To promote awareness and understanding of how people with different backgrounds can work harmoniously together, the 403rd Wing welcomed the Air Force Reserve Command’s Chief Diversity and Inclusion Officer, G. Lee Floyd in May 5-7. He led the Air Force-mandated Cross-Cultural and Diversity and Inclusion Awareness Training for the wing and attended a Senior Leadership Staff Ride with wing leaders to the Legacy Museum and National Memorial for Peace and Justice in Montgomery, Alabama, May 4. The facilities were opened by the Equal Justice Initiative to create spaces, markers, and memorials to address the legacy of slavery, lynching and racial segregation. 

It wasn’t all work and no play though. The wing hosted several recognition and morale events throughout the year to promote a culture and atmosphere of connectedness between Airmen, family and friends. Some of these events included an Annual Awards Banquet, Family Day, and Holiday Social.  

The wing hosted an Annual Awards Banquet at the Bay Breeze Event Center March 4 to celebrate and recognize the outstanding Reserve Citizen Airmen nominees and winners for 2022. Wing level annual award winners moved on to compete at the 22nd Air Force level, where Senior Master Sgt. Aaron Knight, senior enlisted leader of the 403rd Communication Flight, succeeded in earning 2022 Senior Noncommissioned Officer of the Year honors for the 22nd AF. 

Hundreds of Wing of Choice members and their families gathered at Keesler Air Force Base's Marina Park June 3 for the Wing’s annual Family Day. The event featured a wide range of food and fun; from chief master sergeants manning the grills, a miniature C-130 available for children to tour, to music and games for Airmen and their families to enjoy.  
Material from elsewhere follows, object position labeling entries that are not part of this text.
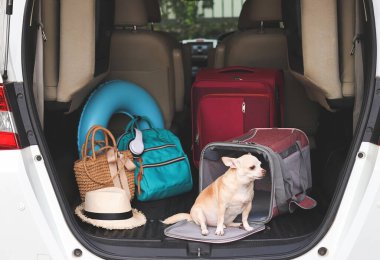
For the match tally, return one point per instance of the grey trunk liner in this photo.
(190, 231)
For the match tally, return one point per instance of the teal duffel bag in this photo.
(163, 169)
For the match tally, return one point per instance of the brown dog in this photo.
(228, 196)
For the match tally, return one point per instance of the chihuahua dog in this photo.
(228, 196)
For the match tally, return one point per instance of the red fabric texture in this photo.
(225, 90)
(278, 139)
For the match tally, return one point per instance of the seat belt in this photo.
(357, 50)
(38, 76)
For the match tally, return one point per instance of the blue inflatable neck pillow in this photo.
(117, 97)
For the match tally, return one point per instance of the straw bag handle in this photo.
(107, 135)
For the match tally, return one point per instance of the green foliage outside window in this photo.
(186, 19)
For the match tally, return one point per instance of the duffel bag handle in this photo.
(133, 124)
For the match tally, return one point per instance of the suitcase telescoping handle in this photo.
(237, 69)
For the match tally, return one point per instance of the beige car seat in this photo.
(147, 58)
(69, 52)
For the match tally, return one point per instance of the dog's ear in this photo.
(230, 162)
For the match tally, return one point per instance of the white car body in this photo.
(28, 200)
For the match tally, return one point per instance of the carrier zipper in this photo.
(243, 139)
(159, 147)
(165, 162)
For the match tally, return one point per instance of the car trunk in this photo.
(332, 143)
(283, 235)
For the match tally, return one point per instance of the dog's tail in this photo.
(177, 217)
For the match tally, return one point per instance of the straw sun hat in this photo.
(109, 208)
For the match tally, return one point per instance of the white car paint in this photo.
(34, 227)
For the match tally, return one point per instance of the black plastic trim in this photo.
(340, 103)
(16, 99)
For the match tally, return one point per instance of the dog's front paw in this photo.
(204, 232)
(219, 231)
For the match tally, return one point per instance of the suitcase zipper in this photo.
(159, 147)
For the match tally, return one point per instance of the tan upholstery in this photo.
(77, 47)
(250, 48)
(327, 33)
(49, 13)
(148, 58)
(346, 9)
(130, 13)
(69, 52)
(253, 12)
(254, 47)
(153, 10)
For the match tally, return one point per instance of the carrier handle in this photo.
(237, 69)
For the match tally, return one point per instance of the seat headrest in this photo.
(154, 12)
(255, 11)
(130, 13)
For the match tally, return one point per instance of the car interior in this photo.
(90, 42)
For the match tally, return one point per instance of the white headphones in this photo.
(136, 146)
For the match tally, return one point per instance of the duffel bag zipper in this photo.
(164, 162)
(159, 147)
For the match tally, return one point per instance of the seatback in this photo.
(146, 57)
(72, 65)
(257, 43)
(183, 60)
(328, 28)
(261, 42)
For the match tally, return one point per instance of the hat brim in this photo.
(137, 220)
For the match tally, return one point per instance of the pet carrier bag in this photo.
(284, 154)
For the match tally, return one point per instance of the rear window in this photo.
(191, 19)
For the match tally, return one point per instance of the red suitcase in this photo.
(230, 101)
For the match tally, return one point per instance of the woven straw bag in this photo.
(105, 166)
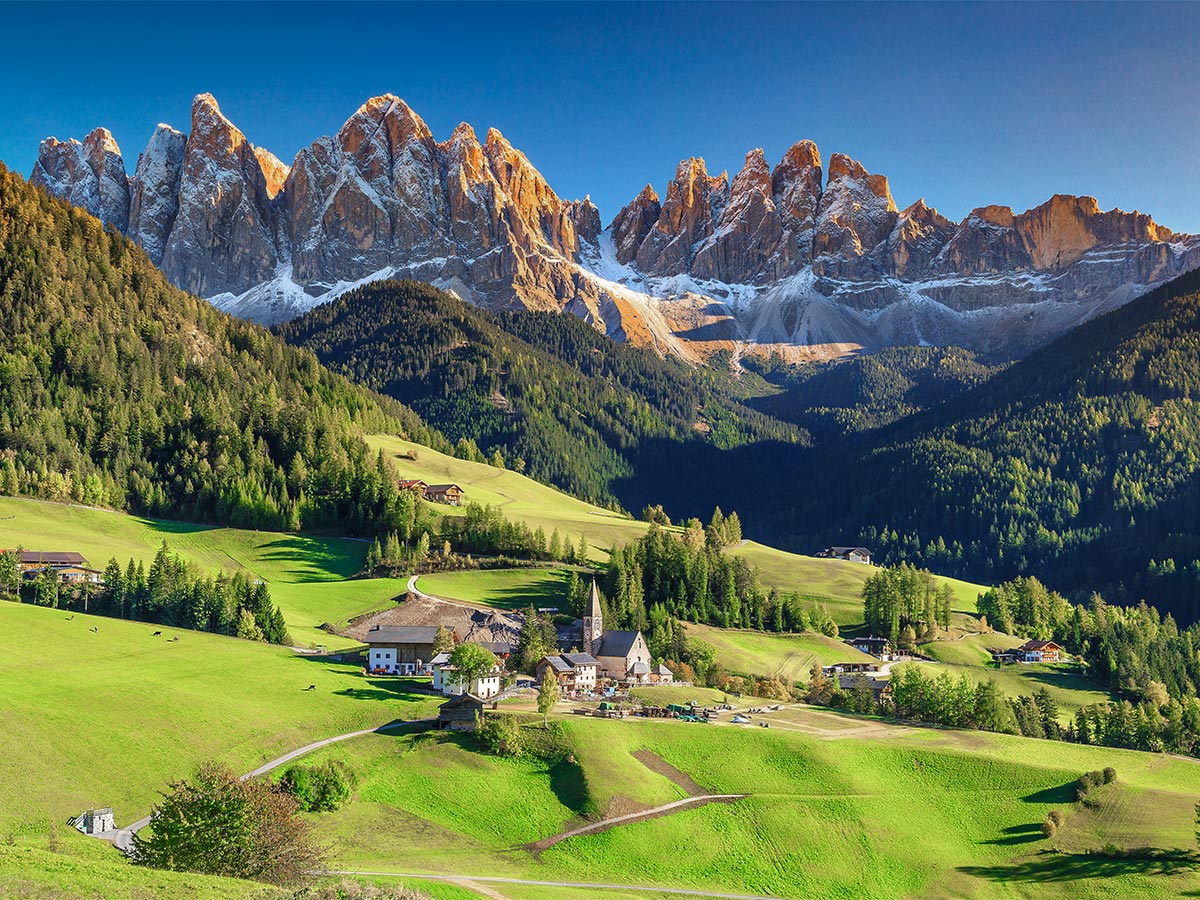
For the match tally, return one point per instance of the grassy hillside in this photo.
(863, 811)
(834, 582)
(502, 588)
(790, 657)
(306, 574)
(106, 718)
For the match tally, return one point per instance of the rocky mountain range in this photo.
(797, 259)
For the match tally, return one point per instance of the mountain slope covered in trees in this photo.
(1080, 463)
(119, 389)
(547, 393)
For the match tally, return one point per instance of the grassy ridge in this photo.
(899, 811)
(502, 588)
(790, 657)
(305, 573)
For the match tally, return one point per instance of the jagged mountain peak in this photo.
(799, 253)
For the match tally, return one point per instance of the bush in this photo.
(318, 789)
(216, 823)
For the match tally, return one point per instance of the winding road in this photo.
(593, 886)
(123, 838)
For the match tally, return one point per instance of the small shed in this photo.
(449, 495)
(95, 821)
(459, 714)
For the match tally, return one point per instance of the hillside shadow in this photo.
(569, 786)
(1061, 793)
(311, 558)
(1019, 834)
(1049, 865)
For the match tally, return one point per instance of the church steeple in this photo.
(593, 622)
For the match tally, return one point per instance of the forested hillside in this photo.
(551, 395)
(1079, 465)
(869, 390)
(118, 389)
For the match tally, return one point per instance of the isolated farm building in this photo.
(880, 688)
(95, 821)
(855, 555)
(401, 649)
(67, 565)
(573, 671)
(1039, 652)
(623, 655)
(460, 714)
(871, 646)
(449, 495)
(449, 683)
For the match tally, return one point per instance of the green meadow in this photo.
(106, 718)
(502, 588)
(831, 813)
(789, 657)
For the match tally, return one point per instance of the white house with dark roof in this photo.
(622, 655)
(574, 671)
(401, 649)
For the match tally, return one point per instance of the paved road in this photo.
(495, 880)
(123, 838)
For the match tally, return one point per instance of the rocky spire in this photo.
(155, 195)
(223, 237)
(856, 215)
(695, 202)
(90, 175)
(634, 222)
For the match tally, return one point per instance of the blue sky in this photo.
(963, 105)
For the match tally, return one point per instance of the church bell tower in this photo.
(593, 622)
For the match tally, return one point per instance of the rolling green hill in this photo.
(118, 389)
(835, 808)
(305, 574)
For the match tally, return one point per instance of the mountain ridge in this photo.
(797, 256)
And in December the wing hosted a holiday social for Airmen where they could take time to celebrate the holiday with their coworkers and friends. 

Leadership Changes 

The year brought several leadership changes to include 403rd Wing Commander Col. John F. Benson, 403rd Wing Command Chief, Chief Master Sgt. David Jackson, 403rd Operations Group Commander Col. Elissa D. Granderson, 403rd Mission Support Group Commander Lt. Col. Lisa L. Breal, 403rd SFS Commander Lt. Col. Bruce J. Lawler, 403rd Force Support Squadron Commander Lt. Col. Norberto Roldan, 803rd Aircraft Maintenance Squadron Commander Maj. Kurt Mann and Chief of  the 403rd Wing Recruiting Flight Master Sgt. Christoper Resio

The wing commander thanked Airmen for their role in an amazing 2023.  

“Your efforts have contributed to the 403rd making a difference at home and across the globe,” said Benson. “We know this impact did not come without sacrifice by you and your families.  You each give the most valuable resources you have to our mission:  your time and your energy. The New Year will present its own set of challenges and opportunities, so take time this holiday season to rest and recharge so we are prepared and ready.”